Mentions of state budgets recently talk about deficits in the billions of dollars. Heard the other day on the radio that California alone is looking at a $38 billion shortfall. Airlines are losing billions of dollars a quarter. The US national debt is nearing $7 trillion.
An article in the local paper mentions Bernie Ebbers’ $400 million loan from his former employer, Worldcom. Yes, that Worldcom. Is it no wonder that they’re in the toilet? They loan someone $400 million for stuff like a yacht building company and a 500,000 acre ranch (that’s five hundred thousand, folks) and no one notices?

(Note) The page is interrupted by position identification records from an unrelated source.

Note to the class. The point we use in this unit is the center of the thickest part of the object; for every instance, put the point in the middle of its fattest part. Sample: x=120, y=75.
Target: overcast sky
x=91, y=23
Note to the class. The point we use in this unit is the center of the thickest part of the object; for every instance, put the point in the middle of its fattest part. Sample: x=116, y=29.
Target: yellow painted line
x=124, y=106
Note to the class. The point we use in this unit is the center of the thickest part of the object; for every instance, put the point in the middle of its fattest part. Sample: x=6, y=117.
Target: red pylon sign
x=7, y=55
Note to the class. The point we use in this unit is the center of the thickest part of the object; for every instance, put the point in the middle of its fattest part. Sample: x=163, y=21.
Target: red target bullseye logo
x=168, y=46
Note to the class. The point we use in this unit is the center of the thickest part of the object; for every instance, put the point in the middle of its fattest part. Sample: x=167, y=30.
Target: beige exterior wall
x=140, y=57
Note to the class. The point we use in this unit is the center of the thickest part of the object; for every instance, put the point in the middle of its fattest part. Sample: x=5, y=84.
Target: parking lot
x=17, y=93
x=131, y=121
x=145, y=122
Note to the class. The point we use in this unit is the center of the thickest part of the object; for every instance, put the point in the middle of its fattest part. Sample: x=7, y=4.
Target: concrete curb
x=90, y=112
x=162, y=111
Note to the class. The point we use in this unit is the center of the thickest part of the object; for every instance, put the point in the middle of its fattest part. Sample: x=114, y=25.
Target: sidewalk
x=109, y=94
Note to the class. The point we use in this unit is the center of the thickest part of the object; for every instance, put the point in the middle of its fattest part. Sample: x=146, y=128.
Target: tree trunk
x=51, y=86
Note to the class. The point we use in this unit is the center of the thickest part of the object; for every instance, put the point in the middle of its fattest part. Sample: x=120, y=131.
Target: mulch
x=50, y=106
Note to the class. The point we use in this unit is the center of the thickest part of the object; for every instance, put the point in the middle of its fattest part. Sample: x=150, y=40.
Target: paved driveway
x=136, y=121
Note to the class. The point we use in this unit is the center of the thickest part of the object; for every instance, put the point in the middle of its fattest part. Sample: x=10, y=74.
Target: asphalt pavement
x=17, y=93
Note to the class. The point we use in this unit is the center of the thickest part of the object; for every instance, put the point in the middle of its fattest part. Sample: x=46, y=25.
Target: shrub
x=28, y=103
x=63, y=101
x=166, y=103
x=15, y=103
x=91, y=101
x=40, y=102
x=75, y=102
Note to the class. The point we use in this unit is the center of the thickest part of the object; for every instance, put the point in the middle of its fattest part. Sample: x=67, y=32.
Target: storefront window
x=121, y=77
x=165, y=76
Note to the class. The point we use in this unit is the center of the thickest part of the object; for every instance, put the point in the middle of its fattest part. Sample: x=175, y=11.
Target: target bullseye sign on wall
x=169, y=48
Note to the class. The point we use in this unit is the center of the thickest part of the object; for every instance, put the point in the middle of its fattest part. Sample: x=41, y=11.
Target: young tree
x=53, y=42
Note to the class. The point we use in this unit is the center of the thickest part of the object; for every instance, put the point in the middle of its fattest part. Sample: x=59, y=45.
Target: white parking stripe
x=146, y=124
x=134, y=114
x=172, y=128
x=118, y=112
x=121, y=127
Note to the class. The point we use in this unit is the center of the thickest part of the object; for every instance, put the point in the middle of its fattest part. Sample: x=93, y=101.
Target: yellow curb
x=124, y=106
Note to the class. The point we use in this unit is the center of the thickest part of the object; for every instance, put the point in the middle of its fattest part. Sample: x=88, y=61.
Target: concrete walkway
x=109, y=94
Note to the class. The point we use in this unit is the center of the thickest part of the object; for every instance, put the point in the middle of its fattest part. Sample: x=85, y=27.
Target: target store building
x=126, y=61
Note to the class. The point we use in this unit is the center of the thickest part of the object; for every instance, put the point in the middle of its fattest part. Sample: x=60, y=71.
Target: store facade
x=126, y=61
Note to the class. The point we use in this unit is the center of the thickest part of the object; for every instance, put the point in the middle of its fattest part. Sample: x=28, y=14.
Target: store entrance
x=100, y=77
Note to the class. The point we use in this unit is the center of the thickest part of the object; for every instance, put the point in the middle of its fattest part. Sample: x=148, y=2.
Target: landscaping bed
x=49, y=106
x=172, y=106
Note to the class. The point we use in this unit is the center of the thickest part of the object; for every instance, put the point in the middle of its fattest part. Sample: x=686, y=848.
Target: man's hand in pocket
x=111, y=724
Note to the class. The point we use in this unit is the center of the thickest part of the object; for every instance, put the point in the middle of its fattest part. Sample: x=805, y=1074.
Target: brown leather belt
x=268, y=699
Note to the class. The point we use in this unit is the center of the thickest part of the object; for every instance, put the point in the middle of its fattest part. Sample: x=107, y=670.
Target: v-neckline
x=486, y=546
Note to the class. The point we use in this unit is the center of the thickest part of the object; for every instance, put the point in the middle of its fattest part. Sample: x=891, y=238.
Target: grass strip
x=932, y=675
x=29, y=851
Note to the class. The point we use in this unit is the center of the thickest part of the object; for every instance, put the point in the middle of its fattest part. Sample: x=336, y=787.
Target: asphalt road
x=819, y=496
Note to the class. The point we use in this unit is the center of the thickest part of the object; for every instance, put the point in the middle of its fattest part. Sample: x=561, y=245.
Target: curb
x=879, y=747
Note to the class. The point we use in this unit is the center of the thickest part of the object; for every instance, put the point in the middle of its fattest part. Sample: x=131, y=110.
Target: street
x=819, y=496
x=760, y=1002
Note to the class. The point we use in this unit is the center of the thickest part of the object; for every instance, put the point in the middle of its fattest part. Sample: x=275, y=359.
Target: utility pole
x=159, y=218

Geez. I’d probably be turned down if I asked my boss for $10 for lunch and offered to pay him $15 tomorrow. How in the world can anyone think that loaning someone $400 million for this sort of thing is a good idea? I always thought that a secured loan meant you actually had stuff that could be sold to recoup the loan. Maybe that’s why I’m not a CEO yet.
To be fair, it’s not just Worldcom. The British advertising company WPP Group recently decided that they needed to pay their head honcho nearly $160 million (including possible incentives) over the next three years. Who in the world needs $160 million to work for three years? Damn. Pay me that kind of money and I’ll work for you for at least five.
When did we start counting with such huge numbers?